Notice: The reproducibility variables underlying each score are classified using an automated LLM-based pipeline, validated against a manually labeled dataset. LLM-based classification introduces uncertainty and potential bias; scores should be interpreted as estimates. Full accuracy metrics and methodology are described in Coakley et alK. L. Coakley, T. Snelleman, H. Hoos, and O. E. Gundersen, "The embrace of open science: An analysis of a decade of AI research and 56 800 conference papers," Under Review, 2026..

Are Large Language Models Sensitive to the Motives Behind Communication?

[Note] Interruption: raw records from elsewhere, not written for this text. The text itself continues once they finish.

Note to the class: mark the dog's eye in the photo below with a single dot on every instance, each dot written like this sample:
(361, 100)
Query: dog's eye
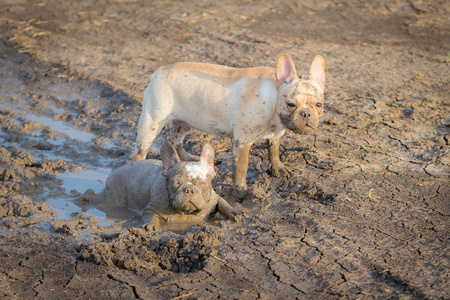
(291, 104)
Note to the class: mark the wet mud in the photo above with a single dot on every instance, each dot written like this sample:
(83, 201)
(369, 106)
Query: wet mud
(365, 213)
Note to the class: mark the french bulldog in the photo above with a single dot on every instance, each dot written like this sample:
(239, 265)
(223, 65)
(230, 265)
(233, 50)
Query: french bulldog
(246, 104)
(173, 190)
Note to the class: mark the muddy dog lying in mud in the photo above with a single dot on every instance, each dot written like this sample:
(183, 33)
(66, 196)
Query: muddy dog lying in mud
(246, 104)
(176, 191)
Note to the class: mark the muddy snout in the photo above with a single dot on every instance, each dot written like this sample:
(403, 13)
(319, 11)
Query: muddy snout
(189, 199)
(302, 121)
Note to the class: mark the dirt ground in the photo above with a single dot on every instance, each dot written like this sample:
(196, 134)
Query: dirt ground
(365, 214)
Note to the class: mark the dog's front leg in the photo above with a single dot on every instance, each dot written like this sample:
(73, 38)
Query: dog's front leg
(276, 166)
(240, 164)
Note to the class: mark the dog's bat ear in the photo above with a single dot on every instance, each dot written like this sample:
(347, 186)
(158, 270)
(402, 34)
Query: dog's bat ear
(285, 72)
(317, 71)
(169, 157)
(207, 158)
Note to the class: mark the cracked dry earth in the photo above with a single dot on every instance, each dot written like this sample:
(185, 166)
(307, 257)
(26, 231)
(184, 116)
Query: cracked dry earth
(365, 214)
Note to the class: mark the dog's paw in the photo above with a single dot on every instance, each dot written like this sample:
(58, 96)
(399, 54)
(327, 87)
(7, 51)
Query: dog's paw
(238, 215)
(240, 193)
(281, 172)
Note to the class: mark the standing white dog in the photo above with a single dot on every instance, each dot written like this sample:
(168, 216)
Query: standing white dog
(245, 104)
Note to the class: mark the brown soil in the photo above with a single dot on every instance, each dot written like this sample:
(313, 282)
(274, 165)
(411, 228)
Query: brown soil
(365, 214)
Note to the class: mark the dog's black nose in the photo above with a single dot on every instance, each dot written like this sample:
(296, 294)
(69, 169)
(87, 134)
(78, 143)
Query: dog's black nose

Authors: Addison J. Wu, Ryan Liu, Kerem Oktar, Ted Sumers, Tom Griffiths

NeurIPS 2025 | Venue PDF | LLM Run Details

Reproducibility Variable Result LLM Response
Research Type Experimental In this paper, we undertake a comprehensive study of whether LLMs have this capacity for motivational vigilance. We first employ controlled experiments from cognitive science to verify that LLMs behavior is consistent with rational models of learning from motivated testimony... Experiment 1: Can LLMs discriminate... Experiment 2: Can LLMs exercise nuanced vigilance... Experiment 3: Do LLMs generalize vigilance...
Researcher Affiliation Collaboration Addison J. Wu1 Ryan Liu1 Kerem Oktar2 Theodore R. Sumers3 Thomas L. Griffiths1,2 1Department of Computer Science, Princeton University 2Department of Psychology, Princeton University 3Anthropic
Pseudocode No The paper describes methodologies through textual descriptions, mathematical models, and experimental setups (e.g., Figure 1 and Appendix A.1 for prompts), but does not contain any clearly labeled pseudocode or algorithm blocks.
Open Source Code Yes Our code will be provided in the supplemental material.
Open Datasets Yes We first obtain a comprehensive dataset of existing sponsorships on the video-hosting website You Tube from Sponsor Block [71].
Dataset Splits No The paper describes data used as experimental stimuli (e.g., "300 randomly selected video IDs", "20 easy images", "20 hard images") and analysis splits (e.g., "shortest 25% (Q1) and longest 25% (Q4) of transcripts"), but does not specify training/test/validation dataset splits for models developed or trained within the paper itself.
Hardware Specification No Our experiments were run strictly by API and not locally, thus we did not need local compute resources.
Software Dependencies No The paper primarily evaluates existing LLM APIs (GPT-4o, Claude 3.5 Sonnet, Gemini 2.0 Flash, Llama 3.3-70B). It does not list any specific software libraries or frameworks with version numbers for the authors' own implementation or analysis.
Experiment Setup Yes For each model, payoff structure, and prompting method, we conduct n = 30 trials over the same 20 pairs of images (order shuffled every trial), with temperature = 1. ... All models are sampled at temperature 1. ... queried each video and prompting combination n = 1 time with temperature = 0 to minimize variability.